Rasulullah shallallahu ‘alaihi wasallam bersabda,
لاَ بُؤْمِنُ أَحَدُكُمْ حَتَّى يُحِبَّ لِأَ خِيْهِ مَا يُحِبُّ لِنَفْسِهِ
"Tidak dianggap beriman salah seorang
dari kalian, sehingga ia mencintai saudaranya seperti ia mencintai
dirinya." (Dikeluarkan Bukhari hadis no.13, Muslim hadis no,45, dari
hadis Anas bin Malik radhiallahu ‘anhu)
Maknanya, bahwa keimanan seorang Mukmin
akan membawanya untuk mencintai saudaranya, berbuat kebaikan kepada
mereka, serta menjauhkan keburukan dari mereka. Maka ketika salah
seorang dari mereka tidak memberi rasa aman bagi negerinya atau merusak
ketenteramannya, hal itu merupakan indikasi dari kelemahan imannya,
kurangnya penghormatannya kepada kaum Muslimin, dan hatinya dipenuhi
oleh kebencian dan kedendaman kepada negerinya dan warga negaranya.
Sifat-sifat tersebut akan
mengeluarkannya dari al-Ukhuwah ad-Diniyyah (persaudaran karena agama),
dan menjauhkannya dari sifat amanah dan dapat dipercaya. Jika ada warga
negara sampai kepada kondisi buruk seperti ini, maka kaum Muslimin
seluruhnya harus membencinya, mencegah perbuatan kejinya, berhati-hati
jangan sampai percaya kepada ucapannya, mempercayainya, dan jangan dekat
dengannya, sehubungan ia dianggap sebagai warga negara yang lumpuh. Hal
demikian karena Allah telah mengikat persaudaraan di antara kaum
Muslimin.

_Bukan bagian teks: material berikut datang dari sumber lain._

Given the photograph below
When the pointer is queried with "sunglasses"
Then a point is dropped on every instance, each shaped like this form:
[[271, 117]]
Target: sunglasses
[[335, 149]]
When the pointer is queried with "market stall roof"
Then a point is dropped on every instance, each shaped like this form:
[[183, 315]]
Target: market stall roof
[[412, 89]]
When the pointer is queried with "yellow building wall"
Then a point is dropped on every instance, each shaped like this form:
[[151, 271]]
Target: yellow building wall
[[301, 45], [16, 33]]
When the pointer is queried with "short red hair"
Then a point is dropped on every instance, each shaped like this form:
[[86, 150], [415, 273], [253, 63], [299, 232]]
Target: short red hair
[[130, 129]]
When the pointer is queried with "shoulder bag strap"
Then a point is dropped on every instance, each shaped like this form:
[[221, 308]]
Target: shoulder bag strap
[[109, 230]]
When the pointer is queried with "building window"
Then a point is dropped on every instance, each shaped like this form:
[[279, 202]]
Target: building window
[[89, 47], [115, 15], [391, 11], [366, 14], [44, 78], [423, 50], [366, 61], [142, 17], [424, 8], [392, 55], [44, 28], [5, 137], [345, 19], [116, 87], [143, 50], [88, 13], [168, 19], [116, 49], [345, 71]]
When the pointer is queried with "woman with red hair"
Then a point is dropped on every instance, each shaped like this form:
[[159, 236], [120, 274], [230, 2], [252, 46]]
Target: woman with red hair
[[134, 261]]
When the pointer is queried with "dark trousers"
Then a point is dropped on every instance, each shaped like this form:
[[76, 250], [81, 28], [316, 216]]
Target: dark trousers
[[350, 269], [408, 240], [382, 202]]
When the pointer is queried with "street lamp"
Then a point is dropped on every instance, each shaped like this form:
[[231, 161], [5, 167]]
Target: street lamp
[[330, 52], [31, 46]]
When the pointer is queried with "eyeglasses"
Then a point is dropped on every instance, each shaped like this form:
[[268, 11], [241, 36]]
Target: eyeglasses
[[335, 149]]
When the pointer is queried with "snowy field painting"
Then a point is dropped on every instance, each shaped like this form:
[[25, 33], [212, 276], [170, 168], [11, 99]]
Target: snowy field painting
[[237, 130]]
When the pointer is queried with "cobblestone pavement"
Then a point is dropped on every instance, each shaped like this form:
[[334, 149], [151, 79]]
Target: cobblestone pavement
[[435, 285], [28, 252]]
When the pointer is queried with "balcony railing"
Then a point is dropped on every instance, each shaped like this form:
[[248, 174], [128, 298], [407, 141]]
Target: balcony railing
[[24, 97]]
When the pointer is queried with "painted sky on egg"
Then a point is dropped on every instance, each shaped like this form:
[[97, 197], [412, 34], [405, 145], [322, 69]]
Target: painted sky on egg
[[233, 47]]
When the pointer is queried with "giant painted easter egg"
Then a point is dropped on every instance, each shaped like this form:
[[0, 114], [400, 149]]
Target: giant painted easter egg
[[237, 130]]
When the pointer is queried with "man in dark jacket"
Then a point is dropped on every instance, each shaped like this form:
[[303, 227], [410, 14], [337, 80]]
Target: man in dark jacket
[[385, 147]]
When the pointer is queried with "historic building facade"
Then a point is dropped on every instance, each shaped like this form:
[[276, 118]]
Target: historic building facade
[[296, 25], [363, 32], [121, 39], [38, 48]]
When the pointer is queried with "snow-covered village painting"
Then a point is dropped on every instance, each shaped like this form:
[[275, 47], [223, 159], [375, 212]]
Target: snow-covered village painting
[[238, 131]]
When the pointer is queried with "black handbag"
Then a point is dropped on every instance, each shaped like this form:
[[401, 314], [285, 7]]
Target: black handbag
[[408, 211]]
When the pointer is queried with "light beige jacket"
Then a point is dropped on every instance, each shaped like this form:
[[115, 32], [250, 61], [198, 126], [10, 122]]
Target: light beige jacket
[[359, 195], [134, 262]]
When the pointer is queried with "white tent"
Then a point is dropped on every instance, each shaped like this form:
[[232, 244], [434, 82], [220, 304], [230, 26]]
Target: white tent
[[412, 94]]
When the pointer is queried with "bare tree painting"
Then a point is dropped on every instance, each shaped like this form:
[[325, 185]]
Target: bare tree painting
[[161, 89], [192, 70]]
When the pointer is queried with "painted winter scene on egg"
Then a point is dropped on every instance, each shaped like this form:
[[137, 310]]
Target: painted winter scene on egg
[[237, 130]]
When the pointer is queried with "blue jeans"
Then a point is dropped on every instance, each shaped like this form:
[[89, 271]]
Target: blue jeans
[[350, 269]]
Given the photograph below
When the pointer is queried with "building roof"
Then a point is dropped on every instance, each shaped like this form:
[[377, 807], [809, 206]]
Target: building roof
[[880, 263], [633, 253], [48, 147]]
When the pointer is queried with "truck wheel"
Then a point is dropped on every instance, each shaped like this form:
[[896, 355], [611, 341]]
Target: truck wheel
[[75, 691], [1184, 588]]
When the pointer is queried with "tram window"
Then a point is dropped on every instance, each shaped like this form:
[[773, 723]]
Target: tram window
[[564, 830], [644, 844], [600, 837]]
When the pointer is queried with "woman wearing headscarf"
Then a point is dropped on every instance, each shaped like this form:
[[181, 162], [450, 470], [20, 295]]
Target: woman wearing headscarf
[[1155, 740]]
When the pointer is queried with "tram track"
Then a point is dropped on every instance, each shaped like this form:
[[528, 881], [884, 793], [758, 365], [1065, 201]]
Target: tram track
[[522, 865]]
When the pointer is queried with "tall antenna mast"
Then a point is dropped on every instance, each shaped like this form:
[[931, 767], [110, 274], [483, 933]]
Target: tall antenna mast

Allah menyebutkan mereka dalam firman-Nya, "Sesungguhnya
orang-orang beriman itu bersaudara." (al-Hujurat: 10) dan firman-Nya,
"Dan jadilah kalian dengan nikmat-Nya itu menjadi bersaudara." (Ali
Imran: 103)
Rasulullah shallallahu ‘alaihi wasallam
menguatkan hal itu dengan sabdanya, "Seorang Muslim adalah saudaranya
yang Muslim, ia tidak boleh menzaliminya, menghinanya, menyerahakannya.
Cukuplah keburukan seorang jika ia menghina saudaranya yang Muslim.
Setiap Muslim bagi Muslim lainnya adalah haram darahnya, hartanya, dan
kehormatannya." (Dikeluarkan Bukhari hadis no.2442, Muslim hadis
no.2580, dari hadis Abdullah bin Umar radhiallahu ‘anhuma.)